Today I went to my therapist for my third session. I have had difficulty managing my depression and I knew that there were some underlying issues that could be improved by addressing them with a professional. Our initial visit involved my therapist getting to know me a little bit, so that she could get a picture of my life and get a better idea of how to help me. The main thing I took away from our first session was that I was doing better than I thought I was, and although I am not able to get all the things done that I WANT to do, I’m getting the things done that I NEED to do, and I needed to recognize the value in that. She asked me to focus on what was getting done versus what was not getting done. In other words, change to a glass-half-full perspective. It sounds pretty simple, right? But to a person with depression, it is easier said than done. So this was an important task for me to work on (and “thinking positive” isn’t going to cure all my problems, this is simply a place for us to start working on things).

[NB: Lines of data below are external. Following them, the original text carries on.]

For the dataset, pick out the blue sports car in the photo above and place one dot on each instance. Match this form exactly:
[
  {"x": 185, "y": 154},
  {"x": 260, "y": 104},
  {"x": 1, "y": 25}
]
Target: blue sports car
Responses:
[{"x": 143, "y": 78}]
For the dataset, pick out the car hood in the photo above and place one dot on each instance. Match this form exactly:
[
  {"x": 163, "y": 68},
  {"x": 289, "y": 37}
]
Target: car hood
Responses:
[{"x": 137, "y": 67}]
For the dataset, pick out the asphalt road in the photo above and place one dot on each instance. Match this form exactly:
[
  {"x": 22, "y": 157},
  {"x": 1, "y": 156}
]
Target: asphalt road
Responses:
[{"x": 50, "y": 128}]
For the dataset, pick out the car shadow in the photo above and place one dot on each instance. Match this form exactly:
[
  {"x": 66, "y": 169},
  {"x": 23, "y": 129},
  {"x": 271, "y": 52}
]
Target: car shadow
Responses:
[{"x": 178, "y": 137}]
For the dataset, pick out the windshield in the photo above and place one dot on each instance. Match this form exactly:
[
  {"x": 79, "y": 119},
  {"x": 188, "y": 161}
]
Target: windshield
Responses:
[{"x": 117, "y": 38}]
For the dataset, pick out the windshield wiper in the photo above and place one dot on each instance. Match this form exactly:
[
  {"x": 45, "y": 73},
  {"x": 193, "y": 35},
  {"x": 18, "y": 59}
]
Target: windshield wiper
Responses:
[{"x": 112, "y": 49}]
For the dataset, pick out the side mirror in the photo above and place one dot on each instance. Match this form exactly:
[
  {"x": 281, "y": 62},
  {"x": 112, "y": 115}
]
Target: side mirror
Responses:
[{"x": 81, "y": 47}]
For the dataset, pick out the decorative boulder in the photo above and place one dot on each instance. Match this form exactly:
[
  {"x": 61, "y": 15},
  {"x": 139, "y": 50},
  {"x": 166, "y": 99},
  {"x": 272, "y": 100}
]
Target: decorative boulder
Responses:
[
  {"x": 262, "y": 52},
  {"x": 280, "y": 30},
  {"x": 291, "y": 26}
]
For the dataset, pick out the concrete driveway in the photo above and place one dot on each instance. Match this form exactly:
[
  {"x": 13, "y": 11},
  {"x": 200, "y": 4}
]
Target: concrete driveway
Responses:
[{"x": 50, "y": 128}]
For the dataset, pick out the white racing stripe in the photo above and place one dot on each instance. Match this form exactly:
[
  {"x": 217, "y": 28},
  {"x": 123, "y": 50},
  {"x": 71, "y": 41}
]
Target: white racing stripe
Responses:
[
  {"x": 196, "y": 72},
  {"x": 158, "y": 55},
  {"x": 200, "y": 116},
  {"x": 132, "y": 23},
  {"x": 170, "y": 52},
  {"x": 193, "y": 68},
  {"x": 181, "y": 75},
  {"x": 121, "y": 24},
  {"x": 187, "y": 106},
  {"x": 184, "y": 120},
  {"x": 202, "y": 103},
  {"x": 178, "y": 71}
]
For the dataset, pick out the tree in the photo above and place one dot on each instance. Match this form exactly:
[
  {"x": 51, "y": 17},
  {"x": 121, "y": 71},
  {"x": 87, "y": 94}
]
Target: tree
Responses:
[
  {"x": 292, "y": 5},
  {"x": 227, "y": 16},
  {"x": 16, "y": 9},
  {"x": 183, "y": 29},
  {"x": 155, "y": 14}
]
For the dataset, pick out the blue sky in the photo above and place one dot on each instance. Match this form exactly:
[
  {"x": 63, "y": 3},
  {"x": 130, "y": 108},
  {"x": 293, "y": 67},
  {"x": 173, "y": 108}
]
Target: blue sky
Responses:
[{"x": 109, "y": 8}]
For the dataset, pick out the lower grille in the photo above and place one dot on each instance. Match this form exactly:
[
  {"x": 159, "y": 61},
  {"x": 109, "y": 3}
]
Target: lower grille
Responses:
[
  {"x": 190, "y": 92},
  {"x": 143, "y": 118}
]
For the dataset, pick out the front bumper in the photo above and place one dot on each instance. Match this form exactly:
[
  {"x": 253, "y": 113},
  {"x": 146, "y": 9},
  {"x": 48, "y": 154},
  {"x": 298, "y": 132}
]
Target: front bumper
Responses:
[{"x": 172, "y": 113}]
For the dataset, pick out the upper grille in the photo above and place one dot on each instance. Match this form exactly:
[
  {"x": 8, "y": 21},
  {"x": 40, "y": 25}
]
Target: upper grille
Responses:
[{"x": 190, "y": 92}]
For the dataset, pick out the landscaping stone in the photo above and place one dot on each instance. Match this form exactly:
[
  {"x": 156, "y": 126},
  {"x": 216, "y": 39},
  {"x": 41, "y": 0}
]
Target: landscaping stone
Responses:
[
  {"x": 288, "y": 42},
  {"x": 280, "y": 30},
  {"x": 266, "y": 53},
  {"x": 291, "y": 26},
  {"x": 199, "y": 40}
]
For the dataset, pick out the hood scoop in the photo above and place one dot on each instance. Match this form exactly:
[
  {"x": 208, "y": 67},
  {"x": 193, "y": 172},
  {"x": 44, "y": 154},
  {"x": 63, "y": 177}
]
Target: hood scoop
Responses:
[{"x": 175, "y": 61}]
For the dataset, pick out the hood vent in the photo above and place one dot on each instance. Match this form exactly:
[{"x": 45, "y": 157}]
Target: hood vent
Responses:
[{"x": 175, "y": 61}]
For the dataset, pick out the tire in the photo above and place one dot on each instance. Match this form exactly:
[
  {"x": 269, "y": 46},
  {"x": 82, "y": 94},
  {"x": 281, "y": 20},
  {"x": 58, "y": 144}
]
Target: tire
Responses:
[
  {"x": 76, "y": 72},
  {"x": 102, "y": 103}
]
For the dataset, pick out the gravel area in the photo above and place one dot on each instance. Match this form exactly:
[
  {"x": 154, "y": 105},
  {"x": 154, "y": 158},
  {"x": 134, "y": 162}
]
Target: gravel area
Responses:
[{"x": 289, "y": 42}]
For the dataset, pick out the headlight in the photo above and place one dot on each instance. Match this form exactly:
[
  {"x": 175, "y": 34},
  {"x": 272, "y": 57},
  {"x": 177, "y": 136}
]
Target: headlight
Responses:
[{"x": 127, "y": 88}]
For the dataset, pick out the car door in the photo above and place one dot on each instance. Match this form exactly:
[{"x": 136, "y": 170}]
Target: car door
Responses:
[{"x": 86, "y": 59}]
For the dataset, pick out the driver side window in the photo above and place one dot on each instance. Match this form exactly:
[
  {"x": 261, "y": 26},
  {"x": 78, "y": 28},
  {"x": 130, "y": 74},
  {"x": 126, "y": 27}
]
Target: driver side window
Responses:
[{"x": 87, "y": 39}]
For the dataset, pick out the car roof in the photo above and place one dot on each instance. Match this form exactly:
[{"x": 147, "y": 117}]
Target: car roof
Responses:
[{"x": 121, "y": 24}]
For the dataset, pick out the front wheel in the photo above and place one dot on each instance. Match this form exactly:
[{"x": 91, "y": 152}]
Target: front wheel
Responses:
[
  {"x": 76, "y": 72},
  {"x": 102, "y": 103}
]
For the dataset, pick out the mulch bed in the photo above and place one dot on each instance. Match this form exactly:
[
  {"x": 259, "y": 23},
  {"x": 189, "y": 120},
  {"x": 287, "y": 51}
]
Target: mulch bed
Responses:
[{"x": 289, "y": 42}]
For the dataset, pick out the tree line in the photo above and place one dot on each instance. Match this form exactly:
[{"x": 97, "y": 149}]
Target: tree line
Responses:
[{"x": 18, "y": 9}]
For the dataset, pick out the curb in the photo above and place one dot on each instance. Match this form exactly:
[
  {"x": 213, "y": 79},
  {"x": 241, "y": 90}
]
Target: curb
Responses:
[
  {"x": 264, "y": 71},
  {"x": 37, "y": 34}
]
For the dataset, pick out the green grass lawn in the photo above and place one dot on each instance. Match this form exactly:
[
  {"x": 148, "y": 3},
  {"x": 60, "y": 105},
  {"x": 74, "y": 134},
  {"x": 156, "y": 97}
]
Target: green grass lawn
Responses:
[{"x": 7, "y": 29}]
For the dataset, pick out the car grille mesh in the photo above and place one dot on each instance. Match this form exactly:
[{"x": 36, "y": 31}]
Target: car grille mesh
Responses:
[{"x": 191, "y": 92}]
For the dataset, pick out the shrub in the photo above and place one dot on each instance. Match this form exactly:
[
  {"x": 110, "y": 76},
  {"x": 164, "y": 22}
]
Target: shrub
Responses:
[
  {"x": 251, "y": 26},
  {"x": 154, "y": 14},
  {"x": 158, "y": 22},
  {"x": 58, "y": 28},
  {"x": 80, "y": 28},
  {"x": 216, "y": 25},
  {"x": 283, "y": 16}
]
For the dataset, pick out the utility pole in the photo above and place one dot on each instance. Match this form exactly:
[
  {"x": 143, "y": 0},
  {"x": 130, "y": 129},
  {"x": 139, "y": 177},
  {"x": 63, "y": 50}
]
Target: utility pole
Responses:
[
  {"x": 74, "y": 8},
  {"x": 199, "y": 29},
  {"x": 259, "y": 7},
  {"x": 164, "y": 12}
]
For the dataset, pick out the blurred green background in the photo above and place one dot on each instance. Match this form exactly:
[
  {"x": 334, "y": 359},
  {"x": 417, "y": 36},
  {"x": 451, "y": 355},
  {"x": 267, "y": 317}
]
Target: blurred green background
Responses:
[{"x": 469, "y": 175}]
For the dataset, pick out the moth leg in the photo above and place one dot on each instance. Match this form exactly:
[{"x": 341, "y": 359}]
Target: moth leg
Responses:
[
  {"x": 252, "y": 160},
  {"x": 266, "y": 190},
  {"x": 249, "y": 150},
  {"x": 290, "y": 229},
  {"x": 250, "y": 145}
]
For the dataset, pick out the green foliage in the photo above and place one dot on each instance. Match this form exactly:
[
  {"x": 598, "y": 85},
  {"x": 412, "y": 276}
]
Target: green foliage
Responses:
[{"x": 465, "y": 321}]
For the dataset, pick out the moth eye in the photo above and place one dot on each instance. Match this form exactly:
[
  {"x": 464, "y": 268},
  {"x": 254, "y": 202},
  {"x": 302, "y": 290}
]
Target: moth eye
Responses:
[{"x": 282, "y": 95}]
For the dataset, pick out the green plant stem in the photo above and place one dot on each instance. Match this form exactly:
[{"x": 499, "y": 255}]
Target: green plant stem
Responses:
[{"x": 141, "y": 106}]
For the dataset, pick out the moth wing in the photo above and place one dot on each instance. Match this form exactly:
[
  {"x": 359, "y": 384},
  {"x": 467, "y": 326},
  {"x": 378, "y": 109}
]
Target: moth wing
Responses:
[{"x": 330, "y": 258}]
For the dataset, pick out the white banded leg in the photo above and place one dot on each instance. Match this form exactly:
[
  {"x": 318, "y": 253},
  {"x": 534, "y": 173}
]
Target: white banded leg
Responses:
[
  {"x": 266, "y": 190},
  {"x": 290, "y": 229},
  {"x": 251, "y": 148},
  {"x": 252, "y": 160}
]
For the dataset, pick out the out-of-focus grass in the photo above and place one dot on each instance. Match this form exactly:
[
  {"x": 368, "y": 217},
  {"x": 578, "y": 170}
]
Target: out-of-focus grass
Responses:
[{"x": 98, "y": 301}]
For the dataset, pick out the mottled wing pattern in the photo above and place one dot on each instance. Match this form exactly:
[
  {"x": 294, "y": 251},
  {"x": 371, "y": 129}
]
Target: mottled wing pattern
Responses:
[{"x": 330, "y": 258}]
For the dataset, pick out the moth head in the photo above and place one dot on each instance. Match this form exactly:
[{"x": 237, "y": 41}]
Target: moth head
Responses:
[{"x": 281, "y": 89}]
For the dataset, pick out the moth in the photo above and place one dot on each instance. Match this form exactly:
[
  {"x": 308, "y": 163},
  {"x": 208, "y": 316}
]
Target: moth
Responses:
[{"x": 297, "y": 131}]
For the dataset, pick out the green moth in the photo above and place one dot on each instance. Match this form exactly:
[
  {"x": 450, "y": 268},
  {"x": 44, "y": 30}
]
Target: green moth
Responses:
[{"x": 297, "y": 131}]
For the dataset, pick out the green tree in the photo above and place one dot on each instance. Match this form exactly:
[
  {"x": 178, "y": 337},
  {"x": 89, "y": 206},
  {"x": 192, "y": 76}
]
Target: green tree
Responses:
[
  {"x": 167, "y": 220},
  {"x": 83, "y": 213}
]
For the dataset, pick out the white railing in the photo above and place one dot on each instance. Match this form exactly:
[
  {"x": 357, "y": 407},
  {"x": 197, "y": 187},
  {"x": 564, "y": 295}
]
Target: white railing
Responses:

Today we discussed how throughout my life I have sought out affirmation and validation from external sources. We reviewed my emotional needs and environment chronologically through my childhood to adulthood. We got through the years until right before college. The more that I talked, the more that I realized where my personal validation was coming from. It often came from achievement, in one form or another. Especially with another person being able to compliment me on my achievement; even on things that weren’t really “achievements,” such as my weight, how I looked, and how “cool” I was. It seemed to me that the most powerful form of validation was related to academics and talents, from school to sports and art. I felt so important and special when I would be recognized for these things. It seemed like the one time in my emotional world that things were always good and happy, even though there were frustrating parts in the learning process at times. In the end, I always came out victorious in one way or another. I was never the best at anything, but I knew I was good. And I knew I excelled in certain areas. And no one could take that away from me no matter what happened. There was often pressure on me, both external and internal, to achieve. Sometimes it felt like this pressure was a burden, but often it drove me more to excel.
As I left the session, I made the connection that in my current stage of life, I am not “achieving” very much right now. I know my role as a mother is important, but there really is no way to measure how good of a job you are doing or to have anyone recognize your efforts. Children are clueless about everything goes into the everyday tasks, organizing, and upkeep of a home in the physical, financial, and emotional sense. It’s complicated. And children are (usually) shielded from that. They have a mental freedom that I wish I could have back. There are stumbling blocks in the grown up world, and they are frequent. That is where sometimes I fell like I can’t or don’t want to get up after stumbling, because there isn’t a lot of motivation for me to continue on. What am I achieving? What is there for me to feel good about? It isn’t as tangible as the sources I was used to. Feeling accomplished drives me. Even if I do accomplish things that are important or difficult, there isn’t the same type of feedback that you would receive in a traditional job, school, or other environment. And I feel that I need that. I know I can’t depend on it, but that is where I am right now: wanting that, searching for that, and not really finding it. That makes me feel deflated and disappointed most days. It is difficult to overcome those feelings. I really hope that the more sessions I have with my therapist, the more we can find ways for me to work through this and find a balance that is right for me. Overall, I’m feeling hopeful. And feeling hopeful is really great.